The reason for this state of affairs is that few news channels are genuinely independent, the vast majority are beholden to their owners, therefore the ‘news’ that comes from them may be 10% news and 90% advocacy. In the case of North Korea it is probably 100% advocacy meaning it is all propaganda.
Because Donald Trump has lived his entire life in a world of advocacy, advocacy of his own brand, he has irreversibly come to mistake advocacy for news and news for advocacy. Therefore, any item that does not promote his brand is false – fake news. What he means by ‘fake news’ has nothing to do with news, but everything to do with what he deems harmful to his brand of advocacy. It is really quite simple, facts are not important, image is all important; facts that tarnish the image are fake.
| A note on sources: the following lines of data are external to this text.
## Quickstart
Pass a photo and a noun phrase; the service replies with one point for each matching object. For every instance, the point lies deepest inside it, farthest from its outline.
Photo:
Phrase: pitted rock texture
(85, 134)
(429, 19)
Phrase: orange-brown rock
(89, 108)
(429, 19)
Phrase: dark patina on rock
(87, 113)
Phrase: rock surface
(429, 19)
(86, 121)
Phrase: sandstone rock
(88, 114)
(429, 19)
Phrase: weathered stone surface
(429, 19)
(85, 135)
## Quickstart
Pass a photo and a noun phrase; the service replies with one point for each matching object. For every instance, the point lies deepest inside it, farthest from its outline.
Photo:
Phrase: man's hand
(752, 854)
If this confusion of advocacy and news were restricted to the US that would be serious enough, but unfortunately it is not. Two battles relating to news and the forming of public opinion are currently raging in the halls of Australian political power. The first is between public broadcasting and privately owned news outlets, especially the Murdoch Empire of Fox and News Limited. In order to secure One Nation’s votes in the parliament the government is allowing, perhaps even promoting, moves that would seek to diminish the influence of the ABC and SBS. It suits the government to describe the national broadcaster as left leaning, because it can then accuse the broadcaster of bias. But why is it left leaning to support science? Why is it left leaning to give voice to gender equality which is clearly supported by the vast majority of Australians? Why is it left leaning to expose issues of corruption such as NT children in detention or the corruption of Adani? Why is it left leaning to speak coherently about many of the major issues facing our contemporary world? Which groupings of self-interest is the national broadcaster advocating on behalf of in these exposés - none that I can detect, other than the common good. The public broadcaster goes beyond the 30 second grab to engage the listener/viewer at some depth about often complex issues. Apparently it is left leaning to do so. Why? Why wouldn’t such activity be party political neutral; adequately informing the public should be the aim of all broadcasters and all politicians.
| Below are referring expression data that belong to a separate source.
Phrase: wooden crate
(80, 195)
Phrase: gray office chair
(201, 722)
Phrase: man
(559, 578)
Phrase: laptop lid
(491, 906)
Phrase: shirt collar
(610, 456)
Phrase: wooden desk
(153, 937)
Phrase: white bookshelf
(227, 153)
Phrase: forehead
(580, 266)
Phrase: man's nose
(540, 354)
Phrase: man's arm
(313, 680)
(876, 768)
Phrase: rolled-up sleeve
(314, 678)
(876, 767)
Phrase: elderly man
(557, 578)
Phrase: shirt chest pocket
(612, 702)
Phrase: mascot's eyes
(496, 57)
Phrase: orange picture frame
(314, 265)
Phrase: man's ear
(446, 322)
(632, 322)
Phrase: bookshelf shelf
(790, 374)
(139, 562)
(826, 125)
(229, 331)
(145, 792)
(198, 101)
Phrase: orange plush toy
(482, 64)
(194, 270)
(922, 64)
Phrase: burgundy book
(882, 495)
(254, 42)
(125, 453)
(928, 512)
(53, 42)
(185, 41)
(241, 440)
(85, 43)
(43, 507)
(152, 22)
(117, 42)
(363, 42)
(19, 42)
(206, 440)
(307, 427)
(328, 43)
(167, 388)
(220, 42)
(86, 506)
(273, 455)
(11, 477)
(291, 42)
The second battle relates to Get-up. Groups such as Get-up do not pretend to be anything other than advocacy groups. They exist, to promote the issues which were the rationale for their formation. Get-up is not a news channel, neither is it the channel of a political party. That issues it espouses are taken up more by one side of politics than another encourages or discourages electors according to their disposition. On the other hand Fox News is an advocacy medium that does not bother to hide its political leanings. It is every bit as much an advocacy channel as Get-up, and yet it masquerades as a news channel. Fox News advocates for big business and monopolies and it promotes all that is wrong with capitalism (see NZ political outcome) in exactly the same way that Get-up argues the case for social equity and environmental sustainability. The identity and freedom of Get-Up is currently being challenged. I would argue that whatever legitimacy this challenge may have, it applies even more to Fox.
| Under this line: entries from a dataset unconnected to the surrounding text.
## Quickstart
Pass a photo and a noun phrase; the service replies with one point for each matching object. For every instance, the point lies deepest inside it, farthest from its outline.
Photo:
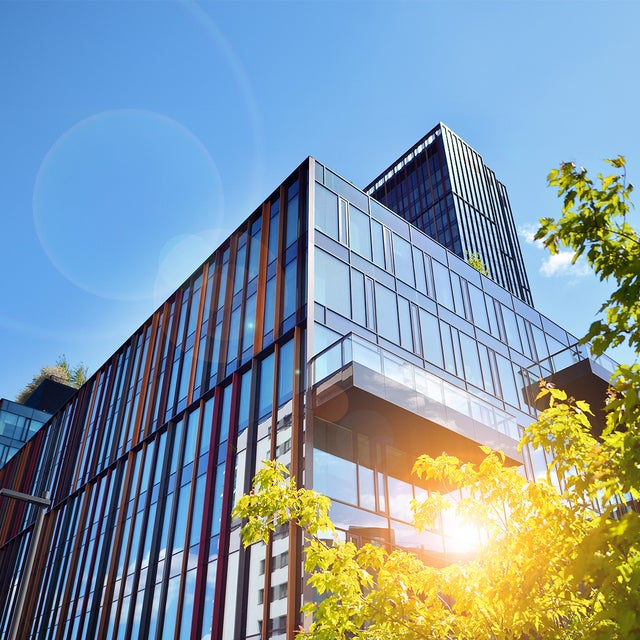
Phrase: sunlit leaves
(595, 223)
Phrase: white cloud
(560, 264)
(527, 232)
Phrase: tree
(475, 260)
(62, 371)
(560, 557)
The world has entered a very dangerous phase of its existence, because consequences flow from our actions as never before. This is a phase in which the vast majority would, I have no doubt, like to do the ‘right thing’; but because the ‘right thing’ is so often described as ‘fake’ by powerful corporate interests, confusion reigns as seen in the energy ‘wars’ of Australia.
The antidote to self-interest is to be exposed more broadly. November 1 is All Saints day, when the Christian community celebrates the extraordinary diversity of company that we keep and the ideal of shalom (peace, harmony, equity) under the sovereignty of God that holds us together. The ethical demands of monotheism are challenging, for we hold that all life is a continuum, the life of one matters to all. The bible describes as saints those who seek the common good, those who give voice to the voiceless and seek to empower the disempowered. It is such a strange thing that Christians who today describe themselves as politically conservative consider this behaviour to be ‘left wing’.
We believe in a living community which transcends generations, ethnicities, and difference of any kind and through which we are all enriched. It is the Christian perspective that the universal is to be understood through the particular, but that the particular finds its destiny and value in the universal. As global as we think we have become, the truth is that modern society is regressing more and more into tribes of self interest which diminish rather than enrich.